Except it didn't. Bolt isn't a sprinter who really needs a fast start; his advantage comes in the last two-thirds of the races, when he opens up. But he is a man used to delivering miracles and no doubt wanted to bring us another. He burst from his block, realised his error, stripped off his Jamaican shirt in self-disgust and was gone.
Sport is an examination of nerve every bit as much as an examination of physical skills: that's one of the reasons why sport has such a hold over the imagination of the world. Rules are rules and an artificial thing like sport couldn't exist without that concept. But there are sensible rules and there are bloody silly rules.
The instant dismissals of Ohuruogu and Chambers were things you pitied the athletes for. Chambers is 33 and banned from the Olympic competition because of a drugs offence; we probably won't see him in a top-level event again.
Ohuruogu has laboured for two years only to be told not to run.
But with Bolt, we who watch were also victims: deprived of the greatest spectacle in sport by a piece of ill-judged pedantry.
It left Yohan Blake, another Jamaican, with a hollow victory. And it left us deeply disappointed.

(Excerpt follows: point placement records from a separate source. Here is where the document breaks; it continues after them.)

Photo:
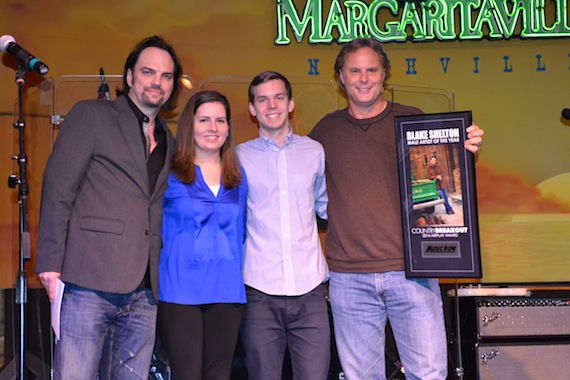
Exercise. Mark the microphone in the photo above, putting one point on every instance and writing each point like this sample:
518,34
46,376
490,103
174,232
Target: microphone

Track and field athletics is beset by problems, and just about all of them are drugs. Few sports reward the drug-taker so well; few sports have worked so hard to catch cheats. But when people think of athletics, they think of drugs.
Bolt has been called the saviour of his sport: the man who brought back the joy. His performances in the Olympic Games of Beijing in 2008 and in the World Championships in Berlin the year after were among the finest things that I, or for that matter any one else, has ever seen in sport.
Now, because of an ill-devised rule, because of a depressing and rather inhuman policy of zero tolerance, athletics has spoiled the greatest thing it possesses.
Sport brings heartbreak: it's supposed to, and it does it often. It's right that losing should break hearts: but the same penalty surely should not apply to twitching.